The Phoenix operating system is actually a default distribution of components:

  • pxboot bootloader
  • Phoenix kernel
  • startmgr init system
  • libsystem system libraries
  • baseutils core program pack
  • apt-lua package manager
  • in graphical versions (TBD):
    • CCKit2 GUI library
    • Swift/PhoenixWM window server + desktop manager
    • pxapps (?) application suite

Because of Phoenix’s modularity, a Phoenix distribution may contain any combination of components, or it may swap out some default components for alternative versions This architecture is similar to how Linux is usually distributed with the de facto glibc/GNU coreutils, but some distros opt for musl libc/BusyBox coreutils instead. Alternative packages will not be developed as first-party packages, but others may make them as desired.

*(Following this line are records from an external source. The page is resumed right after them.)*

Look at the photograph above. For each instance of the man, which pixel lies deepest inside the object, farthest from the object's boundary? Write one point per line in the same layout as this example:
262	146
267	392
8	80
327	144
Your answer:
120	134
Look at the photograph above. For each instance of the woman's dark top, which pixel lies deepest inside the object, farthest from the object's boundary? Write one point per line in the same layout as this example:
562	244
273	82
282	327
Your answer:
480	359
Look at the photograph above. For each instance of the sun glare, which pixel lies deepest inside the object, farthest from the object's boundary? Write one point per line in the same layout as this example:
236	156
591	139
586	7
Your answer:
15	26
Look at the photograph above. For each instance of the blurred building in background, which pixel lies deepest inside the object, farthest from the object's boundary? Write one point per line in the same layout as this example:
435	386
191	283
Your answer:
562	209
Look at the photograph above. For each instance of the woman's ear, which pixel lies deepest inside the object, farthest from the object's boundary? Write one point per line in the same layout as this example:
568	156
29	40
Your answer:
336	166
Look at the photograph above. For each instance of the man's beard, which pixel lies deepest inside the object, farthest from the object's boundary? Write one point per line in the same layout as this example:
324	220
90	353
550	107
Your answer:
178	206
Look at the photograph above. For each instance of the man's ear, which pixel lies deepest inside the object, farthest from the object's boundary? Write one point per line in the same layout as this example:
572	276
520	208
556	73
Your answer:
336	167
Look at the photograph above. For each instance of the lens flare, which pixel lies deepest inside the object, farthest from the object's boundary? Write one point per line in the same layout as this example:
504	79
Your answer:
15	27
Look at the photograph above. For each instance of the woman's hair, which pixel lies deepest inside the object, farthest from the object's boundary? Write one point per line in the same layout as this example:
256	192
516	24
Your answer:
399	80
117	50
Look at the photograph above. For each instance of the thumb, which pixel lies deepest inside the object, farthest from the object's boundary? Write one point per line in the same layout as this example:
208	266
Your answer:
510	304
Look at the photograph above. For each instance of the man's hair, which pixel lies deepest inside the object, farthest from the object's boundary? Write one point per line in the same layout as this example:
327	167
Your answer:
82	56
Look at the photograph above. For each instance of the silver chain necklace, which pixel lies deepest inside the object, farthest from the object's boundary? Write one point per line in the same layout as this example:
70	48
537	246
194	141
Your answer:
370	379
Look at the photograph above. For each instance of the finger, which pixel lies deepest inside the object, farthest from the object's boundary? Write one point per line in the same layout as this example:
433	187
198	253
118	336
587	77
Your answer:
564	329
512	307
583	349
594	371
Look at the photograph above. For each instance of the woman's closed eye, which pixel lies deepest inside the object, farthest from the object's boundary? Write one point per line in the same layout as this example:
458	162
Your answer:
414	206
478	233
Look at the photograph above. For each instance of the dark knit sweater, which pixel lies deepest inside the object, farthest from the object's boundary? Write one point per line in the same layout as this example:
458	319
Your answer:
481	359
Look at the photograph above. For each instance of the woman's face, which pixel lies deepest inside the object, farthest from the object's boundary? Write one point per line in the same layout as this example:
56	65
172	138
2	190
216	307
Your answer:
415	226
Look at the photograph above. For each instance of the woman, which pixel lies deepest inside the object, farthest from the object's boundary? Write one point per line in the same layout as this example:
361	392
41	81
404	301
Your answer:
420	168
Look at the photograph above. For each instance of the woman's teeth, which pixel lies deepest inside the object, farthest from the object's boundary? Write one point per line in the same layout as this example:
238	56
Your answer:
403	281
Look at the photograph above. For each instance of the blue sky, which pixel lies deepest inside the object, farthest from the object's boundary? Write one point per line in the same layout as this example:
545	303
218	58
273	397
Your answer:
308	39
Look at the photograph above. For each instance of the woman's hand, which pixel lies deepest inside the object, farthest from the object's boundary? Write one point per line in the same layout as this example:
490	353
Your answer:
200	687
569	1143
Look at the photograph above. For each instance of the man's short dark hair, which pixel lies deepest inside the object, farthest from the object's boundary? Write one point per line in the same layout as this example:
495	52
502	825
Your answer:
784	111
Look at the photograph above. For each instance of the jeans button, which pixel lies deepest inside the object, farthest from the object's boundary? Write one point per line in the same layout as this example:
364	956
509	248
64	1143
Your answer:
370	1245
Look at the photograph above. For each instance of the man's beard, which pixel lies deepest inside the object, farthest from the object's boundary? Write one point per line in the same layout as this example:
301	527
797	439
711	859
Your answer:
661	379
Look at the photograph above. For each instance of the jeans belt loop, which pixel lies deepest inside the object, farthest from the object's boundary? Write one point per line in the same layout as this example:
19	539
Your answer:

Modularity is also clearly defined through the Lua module structure and the syscall layer. Libraries and programs may mix and match use of these modules, including exporting their own alternative formats to be expanded on instead of the first-party interfaces.

POSIX compliance

Phoenix is based on a principle of “POSIX-like, but not strictly POSIX”. The kernel is not designed to be POSIX compatible in any way, except for taking inspiration from it for a few syscall names. However, the userspace is intended to be POSIX-compatible. baseutils is written to be as POSIX.1-2017 compatible as possible, and the filesystem is based on the Filesystem Hierarchy Standard 3.0. (This is not strictly required of all distributions, however.)

The reasoning for this is to make the OS easy to use for those who already know Linux/UNIX systems, without having to force through concepts that don’t fit the Lua ecosystem. I also explicitly chose not to follow the UNIXian “everything is a file” philosophy. While this makes some operations harder to do from basic scripts, all of the code is in scripts anyway, so I feel it isn’t a huge blocker. In addition, making things be accessed through files removes the ability to use Lua concepts like tables.